Brian odiaba a Óliver y todo lo que estuviera relacionado con su persona, hasta las propuestas que salían, de vez en cuando, por su boca; aunque dichas propuestas fuesen positivas para Everton Quality. Era indiferente. La cuestión estaba en hacerle la puñeta de cualquier forma. No soportaba que fuese más inteligente que él. No entendía que ahora llevase la voz cantante ni que su padre le hiciera más caso a él, que a su propio hijo.
Pensó, por un momento, en las consecuencias que hubieran derivado de no producir los asientos de un nuevo modelo. Las deudas se hubiesen hecho notables con el paso del tiempo, provocando una terrible situación de insolvencia, que se traduciría en la presentación de una solicitud de concurso de acreedores. Y no solo eso. Todo lo que vendría después. Tendrían que vender toda la maquinaria, dar salida al stock por un precio irrisorio. Plantearse vender el terreno o ponerlo en alquiler. Hasta hubieran tenido que hacer frente a una indemnización millonaria para los trabajadores que componían la plantilla de Everton Quality. Y lo peor de todo, la empresa que había fundado su padre, con el sudor de su frente, desaparecería. Volvió a tragar saliva ante la gravedad de esa imaginaria situación. Le costaba reconocer el trabajo de Óliver, pero puede que su padre tuviese razón, aunque no se lo diría ni a él ni a su padre.

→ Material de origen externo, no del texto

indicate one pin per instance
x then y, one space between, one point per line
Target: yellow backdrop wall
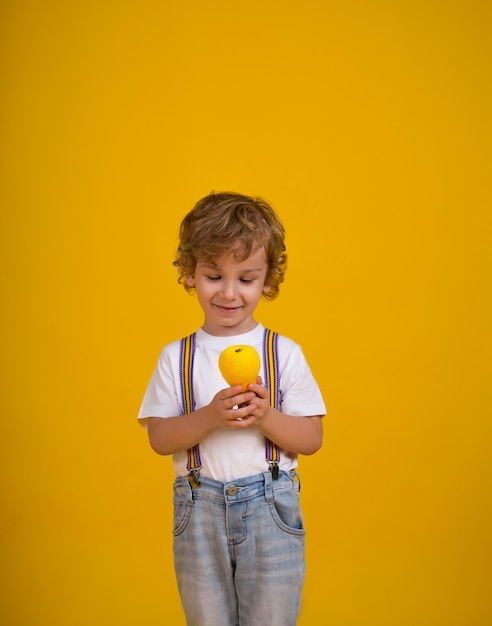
366 125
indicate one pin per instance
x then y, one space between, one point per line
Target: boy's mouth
227 310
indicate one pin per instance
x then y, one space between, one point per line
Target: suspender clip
194 478
274 469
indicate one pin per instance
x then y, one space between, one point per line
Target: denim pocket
286 509
181 517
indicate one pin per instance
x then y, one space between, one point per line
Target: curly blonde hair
224 222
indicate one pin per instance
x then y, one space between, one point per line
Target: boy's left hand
261 402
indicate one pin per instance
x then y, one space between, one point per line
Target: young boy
238 528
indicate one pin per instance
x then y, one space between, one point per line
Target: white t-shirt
227 453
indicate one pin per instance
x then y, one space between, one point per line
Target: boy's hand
260 404
232 407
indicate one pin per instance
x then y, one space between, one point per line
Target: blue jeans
239 550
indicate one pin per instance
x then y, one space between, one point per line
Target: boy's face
229 290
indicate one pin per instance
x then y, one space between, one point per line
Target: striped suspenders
271 382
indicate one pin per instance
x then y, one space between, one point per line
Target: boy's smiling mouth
227 309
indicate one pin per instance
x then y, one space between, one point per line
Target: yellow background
366 125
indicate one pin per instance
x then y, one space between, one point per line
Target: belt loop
268 486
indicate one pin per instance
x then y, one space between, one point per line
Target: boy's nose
229 291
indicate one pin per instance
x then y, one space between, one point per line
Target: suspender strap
271 369
270 365
186 359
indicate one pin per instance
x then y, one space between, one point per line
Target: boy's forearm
174 434
301 435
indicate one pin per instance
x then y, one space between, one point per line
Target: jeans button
231 490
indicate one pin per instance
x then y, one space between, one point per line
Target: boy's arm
174 434
298 434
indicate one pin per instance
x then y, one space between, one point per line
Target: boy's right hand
231 407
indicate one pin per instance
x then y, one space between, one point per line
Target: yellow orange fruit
239 365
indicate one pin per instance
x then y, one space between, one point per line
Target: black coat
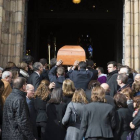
95 73
53 78
54 129
112 82
34 79
123 119
67 99
16 122
44 75
81 77
136 122
88 94
33 115
98 120
109 99
40 106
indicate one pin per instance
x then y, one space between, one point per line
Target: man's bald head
105 86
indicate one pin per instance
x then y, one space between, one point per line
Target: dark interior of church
91 22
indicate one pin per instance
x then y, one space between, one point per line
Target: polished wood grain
69 54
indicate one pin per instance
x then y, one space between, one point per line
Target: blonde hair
22 65
10 65
68 87
43 90
98 94
79 96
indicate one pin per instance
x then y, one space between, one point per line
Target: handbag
130 136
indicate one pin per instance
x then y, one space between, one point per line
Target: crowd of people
80 102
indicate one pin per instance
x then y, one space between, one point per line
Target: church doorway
97 23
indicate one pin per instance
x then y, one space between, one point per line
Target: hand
59 63
76 63
52 85
68 68
132 126
31 67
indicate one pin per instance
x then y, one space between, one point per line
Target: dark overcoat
16 122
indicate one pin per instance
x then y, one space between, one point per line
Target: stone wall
11 30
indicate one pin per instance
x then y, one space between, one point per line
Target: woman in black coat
98 118
123 117
55 110
135 124
68 90
40 101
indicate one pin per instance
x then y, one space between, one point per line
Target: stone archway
11 30
132 34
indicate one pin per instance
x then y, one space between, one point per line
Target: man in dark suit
108 98
57 74
34 78
112 77
122 81
32 111
44 74
80 77
90 67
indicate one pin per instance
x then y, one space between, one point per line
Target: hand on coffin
52 85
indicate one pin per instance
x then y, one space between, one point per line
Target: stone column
11 30
132 34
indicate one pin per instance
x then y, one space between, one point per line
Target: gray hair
36 66
6 74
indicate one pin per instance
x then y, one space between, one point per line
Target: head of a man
100 70
30 91
137 77
43 61
20 83
38 67
111 66
105 86
90 63
122 79
7 76
60 71
82 65
124 70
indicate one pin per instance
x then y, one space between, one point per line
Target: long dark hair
56 96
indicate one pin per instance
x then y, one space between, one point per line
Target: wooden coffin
69 54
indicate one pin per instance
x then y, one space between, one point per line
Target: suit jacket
40 106
98 120
33 114
34 79
112 82
95 73
53 78
123 119
7 89
54 128
81 77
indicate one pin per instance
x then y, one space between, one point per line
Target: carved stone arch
11 30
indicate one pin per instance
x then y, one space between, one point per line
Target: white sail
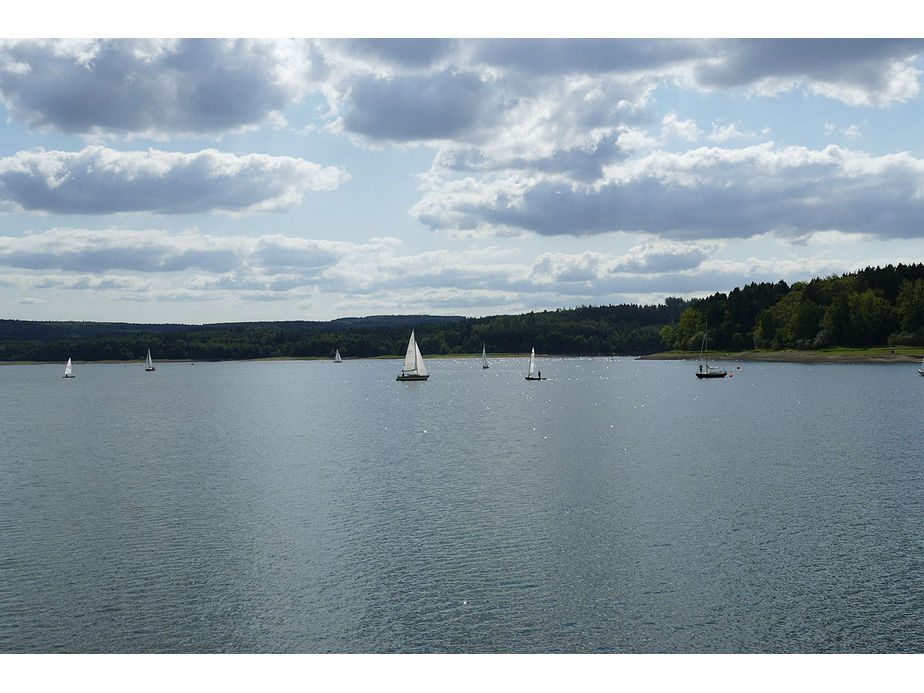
410 358
421 366
414 366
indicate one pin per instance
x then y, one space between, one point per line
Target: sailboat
414 366
705 370
531 374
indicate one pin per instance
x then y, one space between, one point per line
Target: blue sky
212 180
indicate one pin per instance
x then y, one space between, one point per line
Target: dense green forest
872 307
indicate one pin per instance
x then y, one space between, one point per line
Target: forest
872 307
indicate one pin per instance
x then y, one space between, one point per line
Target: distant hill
49 331
872 307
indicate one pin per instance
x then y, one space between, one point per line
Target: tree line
875 306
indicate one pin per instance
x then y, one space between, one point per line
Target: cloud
412 52
703 193
674 127
154 88
411 108
98 180
533 57
867 72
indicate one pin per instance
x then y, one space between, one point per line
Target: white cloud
153 88
99 180
708 192
673 127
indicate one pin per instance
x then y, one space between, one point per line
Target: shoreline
883 355
794 356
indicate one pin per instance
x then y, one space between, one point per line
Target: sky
212 180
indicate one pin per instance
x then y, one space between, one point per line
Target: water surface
620 506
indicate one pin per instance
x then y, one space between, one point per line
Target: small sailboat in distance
705 370
414 366
531 373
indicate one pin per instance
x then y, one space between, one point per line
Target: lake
305 506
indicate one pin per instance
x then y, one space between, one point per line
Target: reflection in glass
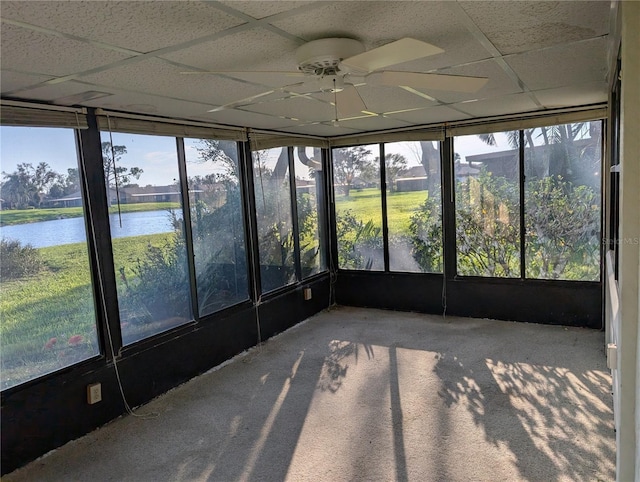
47 310
562 201
308 170
356 179
414 212
141 173
487 182
216 223
274 217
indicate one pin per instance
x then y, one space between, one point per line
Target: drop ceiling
537 55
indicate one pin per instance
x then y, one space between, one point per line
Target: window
414 212
487 198
308 179
147 230
358 205
562 201
47 307
272 189
217 223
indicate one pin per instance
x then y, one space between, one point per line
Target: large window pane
217 223
273 211
486 169
147 229
308 171
356 180
414 212
47 308
562 201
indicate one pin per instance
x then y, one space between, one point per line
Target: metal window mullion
188 233
294 215
383 198
523 226
92 181
251 222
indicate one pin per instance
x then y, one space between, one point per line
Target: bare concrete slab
359 394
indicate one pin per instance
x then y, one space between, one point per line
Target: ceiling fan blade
403 50
451 83
349 102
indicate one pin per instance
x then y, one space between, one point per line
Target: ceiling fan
336 66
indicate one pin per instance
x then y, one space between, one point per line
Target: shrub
18 261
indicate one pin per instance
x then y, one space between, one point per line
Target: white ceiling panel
430 115
508 104
29 51
243 118
378 23
529 25
12 81
499 82
141 26
589 93
563 65
157 77
257 49
264 9
380 99
302 108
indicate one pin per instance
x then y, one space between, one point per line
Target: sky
156 155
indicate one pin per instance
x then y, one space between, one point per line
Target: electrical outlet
94 393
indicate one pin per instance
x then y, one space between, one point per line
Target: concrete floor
359 394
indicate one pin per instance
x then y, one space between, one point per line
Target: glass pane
562 201
308 170
487 204
147 230
217 223
414 207
356 180
47 309
273 211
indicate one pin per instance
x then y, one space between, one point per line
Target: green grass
56 303
22 216
366 204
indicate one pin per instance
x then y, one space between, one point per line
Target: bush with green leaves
18 260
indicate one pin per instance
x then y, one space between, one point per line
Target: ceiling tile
563 65
508 104
38 53
141 26
256 49
264 9
499 82
430 115
302 108
583 94
157 77
529 25
243 118
11 81
378 23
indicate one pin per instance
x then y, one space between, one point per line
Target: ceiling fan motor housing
321 57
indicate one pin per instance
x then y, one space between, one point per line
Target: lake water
72 230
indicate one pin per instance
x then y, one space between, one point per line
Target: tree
349 163
394 165
117 176
28 185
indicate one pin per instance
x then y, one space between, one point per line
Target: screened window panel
48 318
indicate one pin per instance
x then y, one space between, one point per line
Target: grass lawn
21 216
366 204
56 304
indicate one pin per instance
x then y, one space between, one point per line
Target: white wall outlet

—¿Qué vas a hacer esta tarde? —preguntó John Everton.
Brian miró a su padre y no pudo evitar sonreír.
—He quedado con una amiga para comer —respondió—. Supongo que luego iremos al cine. Me gusta de verdad. En realidad, llevo saliendo con ella casi cuatro meses.
—Es una gran noticia, hijo.
—Gracias —dijo. Luego, consultó el reloj. Eran las doce menos cuarto de la mañana—. Voy a intentar terminar el trabajo que tengo atrasado en esta hora y cuarto que me queda.
—Está bien —dijo John Everton.
Se dio la vuelta y caminó hacia su despacho, no sin antes dar un rodeo para pasar un momento por el Departamento de Producción. Al comprobar que la jornada estaba marchando sobre ruedas y que todo el personal estaba donde tenía que estar, Brian soltó una sonrisa pícara, llena de alborozo y satisfacción.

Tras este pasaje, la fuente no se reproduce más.